Профсоюзная анафема. 1976 г.
Собрание в актовом зале института протекало в полном согласии с регламентом. На сцене восседал президиум из двух человек. Подпертая рукой голова председателя собрания Пирожкова Ивана Степановича, дремавшего за габаритным, покрытым зеленой бархатной скатертью столом, то и дело соскакивала, заставляя нервничать расположившуюся справа от профлидера и номинально выполнявшую функции секретаря лаборантку Любу – блондинку ангельской красоты и очарования. Люба весьма артистично делала вид, что стенографирует речь выступающего для протокола, а на самом деле переписывала из моего рабочего журнала в свою тетрадку заочницы контрольную по химии, которую я для нее состряпал полчаса назад – смешно сказать: всего за пятерку (по рублю за задачу). Выступающий – заведующий мастерскими Федор Ефремович Грыжа произносил речь с расположенной перед сценой фанерной, лет десять назад покрытой шеллачным лаком трибуны: …– Мне лично он никогда не нравился. Бывало, придет и нагло так спрашивает: «А где у вас огнетушитель?» Чувствовалось в нем какое-то высокомерие. Он как инженер по ТБ кровушки у нас попил, я вам скажу! Работенка-то у него не пыльная была. Ходил себе по подразделениям да поучал кого ни попадя. А ведь уже тогда, наверно, подлую свою мысль об эмиграции вынашивал. В одном он промахнулся, умник – здесь, на родине, можно ни черта не делать и сто шестьдесят иметь, а там, куда он поехал, работать надо! Короче говоря, предлагаю уехавшего в Израиль Арона Моисеевича Хейфеца морально осудить и исключить из членов профсоюза. У меня все, товарищи. Надо сказать, что речь оратора сопровождалась смехом и остроумными репликами. От этого вся атмосфера собрания была какой-то буффонадной. Но все приличия, так сказать, были соблюдены скрупулезно: зал единогласно проголосовал за исключение Хейфеца из членов профсоюза, попутно приняв осуждающую резолюцию. Публика стала расходиться по рабочим местам. Меня тронул за рукав Лев Семенович Чернега – руководитель лаборатории экономических исследований. – У Хейфеца брат – министр здравоохранения Израиля, между прочим, – сказал он доверительным тоном, улыбаясь. – Думаю, он Арону поможет с трудоустройством. Зайди ко мне по свободе – разговор есть.

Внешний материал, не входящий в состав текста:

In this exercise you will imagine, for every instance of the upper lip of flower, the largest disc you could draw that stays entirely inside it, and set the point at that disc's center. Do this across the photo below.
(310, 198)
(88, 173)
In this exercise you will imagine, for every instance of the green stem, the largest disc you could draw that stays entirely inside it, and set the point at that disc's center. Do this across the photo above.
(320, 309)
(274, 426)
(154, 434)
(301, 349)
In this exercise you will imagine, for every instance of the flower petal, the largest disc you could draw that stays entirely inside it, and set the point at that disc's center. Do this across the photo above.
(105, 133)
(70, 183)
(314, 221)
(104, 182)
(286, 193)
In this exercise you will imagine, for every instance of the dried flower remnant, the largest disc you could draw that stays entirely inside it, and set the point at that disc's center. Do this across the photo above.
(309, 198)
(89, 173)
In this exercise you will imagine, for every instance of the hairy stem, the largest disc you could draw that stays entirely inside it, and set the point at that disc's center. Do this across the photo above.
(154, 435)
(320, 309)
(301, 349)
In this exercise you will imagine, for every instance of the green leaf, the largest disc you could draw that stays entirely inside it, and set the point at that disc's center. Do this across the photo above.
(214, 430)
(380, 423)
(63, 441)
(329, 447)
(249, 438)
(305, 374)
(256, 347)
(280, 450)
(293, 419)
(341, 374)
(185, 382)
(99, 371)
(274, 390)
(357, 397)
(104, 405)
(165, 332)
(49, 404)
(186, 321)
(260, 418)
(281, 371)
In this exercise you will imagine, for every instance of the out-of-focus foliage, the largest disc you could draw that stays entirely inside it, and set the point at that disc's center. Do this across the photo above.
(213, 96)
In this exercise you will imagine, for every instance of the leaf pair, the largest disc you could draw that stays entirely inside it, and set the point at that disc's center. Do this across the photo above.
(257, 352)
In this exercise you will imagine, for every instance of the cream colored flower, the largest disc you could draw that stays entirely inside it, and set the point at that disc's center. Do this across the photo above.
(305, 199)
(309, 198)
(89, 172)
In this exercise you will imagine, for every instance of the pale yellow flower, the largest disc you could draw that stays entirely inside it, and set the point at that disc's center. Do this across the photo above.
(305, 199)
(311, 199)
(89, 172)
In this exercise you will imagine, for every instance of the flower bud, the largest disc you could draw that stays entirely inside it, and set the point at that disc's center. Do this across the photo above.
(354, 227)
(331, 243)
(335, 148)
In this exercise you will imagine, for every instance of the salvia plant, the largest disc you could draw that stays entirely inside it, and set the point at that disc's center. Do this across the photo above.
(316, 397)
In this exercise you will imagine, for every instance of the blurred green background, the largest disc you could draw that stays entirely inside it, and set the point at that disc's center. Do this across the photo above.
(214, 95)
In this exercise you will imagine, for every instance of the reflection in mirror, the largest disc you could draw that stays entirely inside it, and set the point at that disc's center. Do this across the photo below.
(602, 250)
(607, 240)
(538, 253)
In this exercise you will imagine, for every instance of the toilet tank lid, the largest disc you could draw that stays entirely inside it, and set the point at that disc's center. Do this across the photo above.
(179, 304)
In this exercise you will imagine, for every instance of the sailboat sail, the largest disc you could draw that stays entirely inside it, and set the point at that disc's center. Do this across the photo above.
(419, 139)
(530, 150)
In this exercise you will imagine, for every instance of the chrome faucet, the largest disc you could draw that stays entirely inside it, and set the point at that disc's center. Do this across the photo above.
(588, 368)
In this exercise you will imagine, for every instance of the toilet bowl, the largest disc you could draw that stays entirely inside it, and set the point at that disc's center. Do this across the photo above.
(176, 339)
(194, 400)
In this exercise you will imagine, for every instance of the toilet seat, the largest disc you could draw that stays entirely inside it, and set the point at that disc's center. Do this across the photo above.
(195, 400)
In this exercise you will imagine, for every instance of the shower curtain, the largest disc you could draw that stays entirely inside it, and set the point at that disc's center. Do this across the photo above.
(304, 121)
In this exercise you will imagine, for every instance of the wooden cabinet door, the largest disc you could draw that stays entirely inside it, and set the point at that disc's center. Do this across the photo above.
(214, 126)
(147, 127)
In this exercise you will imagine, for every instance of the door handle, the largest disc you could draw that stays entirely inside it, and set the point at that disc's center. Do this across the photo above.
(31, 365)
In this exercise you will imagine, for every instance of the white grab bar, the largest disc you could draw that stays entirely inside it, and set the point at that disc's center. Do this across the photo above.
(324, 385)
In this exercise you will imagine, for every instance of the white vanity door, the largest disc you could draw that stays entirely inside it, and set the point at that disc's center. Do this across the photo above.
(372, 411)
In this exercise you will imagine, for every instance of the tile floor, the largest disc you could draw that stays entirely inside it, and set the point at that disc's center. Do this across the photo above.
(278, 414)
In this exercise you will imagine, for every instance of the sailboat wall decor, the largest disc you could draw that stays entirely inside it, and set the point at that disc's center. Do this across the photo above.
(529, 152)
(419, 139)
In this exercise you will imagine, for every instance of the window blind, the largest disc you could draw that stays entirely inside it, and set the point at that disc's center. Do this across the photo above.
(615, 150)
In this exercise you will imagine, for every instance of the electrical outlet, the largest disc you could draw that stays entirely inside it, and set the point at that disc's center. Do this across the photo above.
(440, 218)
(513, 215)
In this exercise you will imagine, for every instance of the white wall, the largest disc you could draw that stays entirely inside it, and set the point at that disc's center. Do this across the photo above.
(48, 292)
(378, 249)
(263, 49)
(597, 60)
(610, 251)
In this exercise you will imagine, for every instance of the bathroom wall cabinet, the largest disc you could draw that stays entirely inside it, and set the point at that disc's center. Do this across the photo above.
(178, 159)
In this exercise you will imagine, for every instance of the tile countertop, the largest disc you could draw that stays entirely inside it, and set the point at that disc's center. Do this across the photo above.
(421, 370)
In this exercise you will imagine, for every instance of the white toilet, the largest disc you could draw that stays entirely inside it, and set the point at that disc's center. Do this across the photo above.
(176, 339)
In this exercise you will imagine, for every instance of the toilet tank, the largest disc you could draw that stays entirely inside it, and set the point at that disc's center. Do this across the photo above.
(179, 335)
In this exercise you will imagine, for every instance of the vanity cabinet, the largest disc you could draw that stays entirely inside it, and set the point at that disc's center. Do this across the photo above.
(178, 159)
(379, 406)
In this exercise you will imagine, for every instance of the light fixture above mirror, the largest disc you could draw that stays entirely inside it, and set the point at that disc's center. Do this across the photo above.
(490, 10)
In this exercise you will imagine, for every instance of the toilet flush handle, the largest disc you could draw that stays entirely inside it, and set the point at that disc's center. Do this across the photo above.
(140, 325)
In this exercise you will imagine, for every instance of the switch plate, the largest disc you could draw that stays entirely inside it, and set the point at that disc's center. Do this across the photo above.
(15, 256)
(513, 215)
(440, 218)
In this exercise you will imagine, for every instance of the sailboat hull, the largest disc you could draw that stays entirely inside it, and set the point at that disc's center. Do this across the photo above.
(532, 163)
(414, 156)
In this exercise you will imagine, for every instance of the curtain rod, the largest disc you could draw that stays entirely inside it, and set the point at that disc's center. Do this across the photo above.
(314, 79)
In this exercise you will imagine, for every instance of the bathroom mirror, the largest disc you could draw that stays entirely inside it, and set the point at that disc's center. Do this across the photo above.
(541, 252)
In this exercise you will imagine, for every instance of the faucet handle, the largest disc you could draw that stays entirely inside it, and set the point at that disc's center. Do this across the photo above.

В конце дня я постучался в его кабинет: – Можно? – Да, входи, садись. Говорят, ты развелся. Да? – Развелся. – У меня такая невеста для тебя есть – цветок персика! И красива, и умна, и готовит чудесно. Конечно, спешить не надо. Ты должен оправиться от душевной травмы. Но со временем… – Еврейка? – Еврейка. А ты что – антисемит? Что-то я за тобой раньше ничего подобного не замечал. – Нет, не антисемит, Лев Семенович. Но как подумаю, что любой гражданин без зазрения совести, походя, моего будущего ребенка сможет назвать "жидовской мордой" – мороз по коже. Я, его породив, уже заведомо, по умолчанию, как говорится, несчастным сделаю. Чернега встал из-за стола, подошел к окну, закурил. Я подумал, что он просто рассматривает что-то во дворе. Но когда он резко повернулся ко мне лицом, в его глазах блестели слезы. – Уеду я отсюда, Сашок. У меня сын в Австралии. К нему уеду. Нет сил все это выдерживать. А ты – молоток: что думаешь, то и говоришь. Уважаю.